Environment-Cuda-Version

VGANGV commented 1 year ago

Hi, thank you for your research. I am very interested in your research, but got the following Error when I tried to train (Stage I).

(ddm2) root@2080Ti:~/DDM2# python3 train_noise_model.py -p train -c config/hardi_150.json
1.8.0 10.2
export CUDA_VISIBLE_DEVICES=0
23-07-01 00:03:35.315 - INFO: [Phase 1] Training noise model!
Loaded data of size: (81, 106, 76, 160)
23-07-01 00:03:38.916 - INFO: MRI dataset [hardi] is created.
Loaded data of size: (81, 106, 76, 160)
23-07-01 00:03:41.523 - INFO: MRI dataset [hardi] is created.
23-07-01 00:03:41.524 - INFO: Initial Dataset Finished
dropout 0.0 encoder dropout 0.0
23-07-01 00:03:45.363 - INFO: Noise Model is created.
23-07-01 00:03:45.363 - INFO: Initial Model Finished
Traceback (most recent call last):
  File "train_noise_model.py", line 72, in <module>
    trainer.optimize_parameters()
  File "/root/DDM2/model/model_stage1.py", line 62, in optimize_parameters
    outputs = self.netG(self.data)
  File "/root/miniconda3/envs/ddm2/lib/python3.8/site-packages/torch/nn/modules/module.py", line 889, in _call_impl
    result = self.forward(*input, **kwargs)
  File "/root/DDM2/model/mri_modules/noise_model.py", line 44, in forward
    return self.p_losses(x, *args, **kwargs)
  File "/root/DDM2/model/mri_modules/noise_model.py", line 36, in p_losses
    x_recon = self.denoise_fn(x_in['condition'])
  File "/root/miniconda3/envs/ddm2/lib/python3.8/site-packages/torch/nn/modules/module.py", line 889, in _call_impl
    result = self.forward(*input, **kwargs)
  File "/root/DDM2/model/mri_modules/unet.py", line 286, in forward
    x = layer(x)
  File "/root/miniconda3/envs/ddm2/lib/python3.8/site-packages/torch/nn/modules/module.py", line 889, in _call_impl
    result = self.forward(*input, **kwargs)
  File "/root/miniconda3/envs/ddm2/lib/python3.8/site-packages/torch/nn/modules/conv.py", line 399, in forward
    return self._conv_forward(input, self.weight, self.bias)
  File "/root/miniconda3/envs/ddm2/lib/python3.8/site-packages/torch/nn/modules/conv.py", line 395, in _conv_forward
    return F.conv2d(input, weight, bias, self.stride,
RuntimeError: cuDNN error: CUDNN_STATUS_NOT_INITIALIZED

I created env on a 2080Ti using the .yml file provided in the repo, so the experimental setup is the same as yours. So I suspect something is wrong with my data processing or config file.

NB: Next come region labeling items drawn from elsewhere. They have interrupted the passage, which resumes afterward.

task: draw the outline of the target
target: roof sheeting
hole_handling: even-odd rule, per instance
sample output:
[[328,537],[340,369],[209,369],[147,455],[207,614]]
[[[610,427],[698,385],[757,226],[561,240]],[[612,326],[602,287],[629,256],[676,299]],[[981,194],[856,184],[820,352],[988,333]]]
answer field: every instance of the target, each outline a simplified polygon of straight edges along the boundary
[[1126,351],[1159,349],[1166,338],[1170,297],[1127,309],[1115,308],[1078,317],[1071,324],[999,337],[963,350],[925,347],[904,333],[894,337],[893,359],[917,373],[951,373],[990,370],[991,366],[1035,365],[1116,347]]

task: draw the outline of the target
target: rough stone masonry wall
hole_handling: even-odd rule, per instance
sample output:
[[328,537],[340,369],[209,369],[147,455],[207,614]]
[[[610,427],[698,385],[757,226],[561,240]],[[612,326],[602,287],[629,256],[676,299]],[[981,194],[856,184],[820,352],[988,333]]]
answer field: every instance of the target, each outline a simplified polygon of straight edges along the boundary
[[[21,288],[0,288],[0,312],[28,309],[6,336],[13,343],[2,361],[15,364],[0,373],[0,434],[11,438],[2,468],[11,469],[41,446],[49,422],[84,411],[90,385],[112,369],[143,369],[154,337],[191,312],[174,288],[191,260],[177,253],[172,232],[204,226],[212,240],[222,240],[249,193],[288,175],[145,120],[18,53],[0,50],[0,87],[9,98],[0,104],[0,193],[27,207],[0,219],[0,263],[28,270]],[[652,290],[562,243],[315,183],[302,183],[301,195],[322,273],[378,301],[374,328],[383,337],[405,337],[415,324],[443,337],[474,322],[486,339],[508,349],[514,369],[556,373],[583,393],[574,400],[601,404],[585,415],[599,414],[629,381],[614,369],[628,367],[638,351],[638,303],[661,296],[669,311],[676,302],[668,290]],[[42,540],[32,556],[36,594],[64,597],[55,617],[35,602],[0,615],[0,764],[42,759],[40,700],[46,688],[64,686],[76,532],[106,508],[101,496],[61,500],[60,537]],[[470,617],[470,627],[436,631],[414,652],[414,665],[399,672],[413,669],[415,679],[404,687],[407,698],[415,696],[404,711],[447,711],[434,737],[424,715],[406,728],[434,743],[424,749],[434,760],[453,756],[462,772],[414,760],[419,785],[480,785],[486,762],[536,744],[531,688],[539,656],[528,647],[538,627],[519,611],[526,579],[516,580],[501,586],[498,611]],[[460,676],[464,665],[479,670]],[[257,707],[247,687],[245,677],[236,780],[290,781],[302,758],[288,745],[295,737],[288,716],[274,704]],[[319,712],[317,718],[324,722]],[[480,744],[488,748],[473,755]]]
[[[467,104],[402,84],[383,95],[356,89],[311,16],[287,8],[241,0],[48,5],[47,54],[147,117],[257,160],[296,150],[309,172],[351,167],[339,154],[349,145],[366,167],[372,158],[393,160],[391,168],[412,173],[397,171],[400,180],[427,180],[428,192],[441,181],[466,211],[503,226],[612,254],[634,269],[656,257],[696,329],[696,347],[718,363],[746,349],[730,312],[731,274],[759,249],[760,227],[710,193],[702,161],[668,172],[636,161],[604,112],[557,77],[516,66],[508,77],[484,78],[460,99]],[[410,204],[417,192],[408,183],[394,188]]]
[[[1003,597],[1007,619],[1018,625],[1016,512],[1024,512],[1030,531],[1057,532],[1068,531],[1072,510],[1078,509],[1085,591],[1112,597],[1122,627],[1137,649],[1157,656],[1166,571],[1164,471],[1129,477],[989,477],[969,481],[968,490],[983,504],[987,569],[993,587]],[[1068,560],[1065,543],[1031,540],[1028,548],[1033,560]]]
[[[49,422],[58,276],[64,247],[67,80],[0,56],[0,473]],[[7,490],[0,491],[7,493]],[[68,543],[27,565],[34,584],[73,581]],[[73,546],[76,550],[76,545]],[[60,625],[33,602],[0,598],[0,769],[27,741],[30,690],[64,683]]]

I have used the following code to save the Hardi150 data:

hardi_fname, hardi_bval_fname, hardi_bvec_fname = get_fnames('stanford_hardi')
data, affine = load_nifti(hardi_fname)
save_nifti('hardi.nii.gz', data, affine)

and correspondingly updated dataroot in lines 17 and 30 in config/hardi_150.json , and keep everything else as it is.

Is the way of saving the data and using the config file correct?

I'm a rookie so probably my questions are very foolish.

I would greatly appreciate it if you could respond me.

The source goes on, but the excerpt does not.